September 27, 2011

Year

I’m recognizing one year anniversaries of things. The anniversary of when Luke got sick. The anniversary of starting my secret bank account so I could move out. It all passed so quickly.


A year ago, Kelly entered into my life by way of a long lost friend. I helped her get hired to my company and we connected instantly. I remember talking to her during the first few days and pretending that things were good at home, that I was strong.


When we realized how much we had in common and that we could be truly open and honest friends, we started to share everything. I’ve never had a friend like her before.
The first night that I spent alone, after I moved out, hit me harder than I had been expecting. I was spiraling so hard being alone for the first time in eight years. I got a text message from a number that wasn’t saved in my phone, Kelly was telling me that I was loved and would be okay. She somehow just knew. She is inspirational to me as a single woman. 
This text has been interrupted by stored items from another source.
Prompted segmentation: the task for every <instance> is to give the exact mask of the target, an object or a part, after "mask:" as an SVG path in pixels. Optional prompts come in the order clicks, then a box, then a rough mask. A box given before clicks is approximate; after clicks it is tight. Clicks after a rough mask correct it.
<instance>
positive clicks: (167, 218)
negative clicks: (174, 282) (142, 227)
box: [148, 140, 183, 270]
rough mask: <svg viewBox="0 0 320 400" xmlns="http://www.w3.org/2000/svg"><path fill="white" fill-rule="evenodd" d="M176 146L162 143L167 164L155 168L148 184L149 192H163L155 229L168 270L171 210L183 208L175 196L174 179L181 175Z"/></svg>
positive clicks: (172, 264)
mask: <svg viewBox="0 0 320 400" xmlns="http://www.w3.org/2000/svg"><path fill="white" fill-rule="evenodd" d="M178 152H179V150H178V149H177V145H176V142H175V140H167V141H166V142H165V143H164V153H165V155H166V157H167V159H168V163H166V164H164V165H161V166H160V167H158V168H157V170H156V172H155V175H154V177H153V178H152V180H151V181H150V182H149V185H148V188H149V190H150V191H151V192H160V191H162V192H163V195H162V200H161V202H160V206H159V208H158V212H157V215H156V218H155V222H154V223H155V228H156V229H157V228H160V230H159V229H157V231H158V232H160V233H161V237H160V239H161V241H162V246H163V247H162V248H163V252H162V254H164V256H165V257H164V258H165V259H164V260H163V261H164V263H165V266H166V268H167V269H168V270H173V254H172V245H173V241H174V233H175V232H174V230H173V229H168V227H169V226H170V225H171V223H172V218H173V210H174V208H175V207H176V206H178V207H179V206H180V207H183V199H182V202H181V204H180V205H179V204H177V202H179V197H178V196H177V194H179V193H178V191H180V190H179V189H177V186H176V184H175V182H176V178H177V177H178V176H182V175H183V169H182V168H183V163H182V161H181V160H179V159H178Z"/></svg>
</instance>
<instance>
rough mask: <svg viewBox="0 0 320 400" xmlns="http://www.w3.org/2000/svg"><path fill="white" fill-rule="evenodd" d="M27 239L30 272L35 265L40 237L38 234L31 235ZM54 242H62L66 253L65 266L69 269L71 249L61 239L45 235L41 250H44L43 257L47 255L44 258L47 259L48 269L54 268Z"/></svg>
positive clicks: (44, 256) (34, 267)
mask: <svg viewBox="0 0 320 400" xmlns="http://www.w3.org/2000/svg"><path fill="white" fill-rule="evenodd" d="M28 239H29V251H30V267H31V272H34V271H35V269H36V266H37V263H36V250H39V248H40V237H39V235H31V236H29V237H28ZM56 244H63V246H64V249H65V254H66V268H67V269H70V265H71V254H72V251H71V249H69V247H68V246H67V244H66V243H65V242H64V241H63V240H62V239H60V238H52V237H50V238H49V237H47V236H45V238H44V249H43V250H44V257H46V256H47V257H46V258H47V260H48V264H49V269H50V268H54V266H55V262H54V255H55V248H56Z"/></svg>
When I thought I was falling for someone (a few entries ago) she reminded me that I have an addiction to falling in love, and I need to have more respect for myself. If there are any red flags, walk away, don’t spend your time trying to justify them. Most importantly she taught me how to teach myself to be alone. She’s helped me fall in love with myself again.


Kelly is leaving on an incredible journey to Thailand and Korea for a year. The things that she has accomplished simply by deciding to do them would blow most people away. I’m going to miss her, but I can’t seem to indulge the sadness of her not being a text message away. It’s a cliche, but I truly carry her in my heart. I want to make her proud. I will. I know that she and I will be a part of each other’s lives forever. I carry the faith in true friendship instead of the pain of being far away.

Of all of the gifts that have come with this process, she is the best one.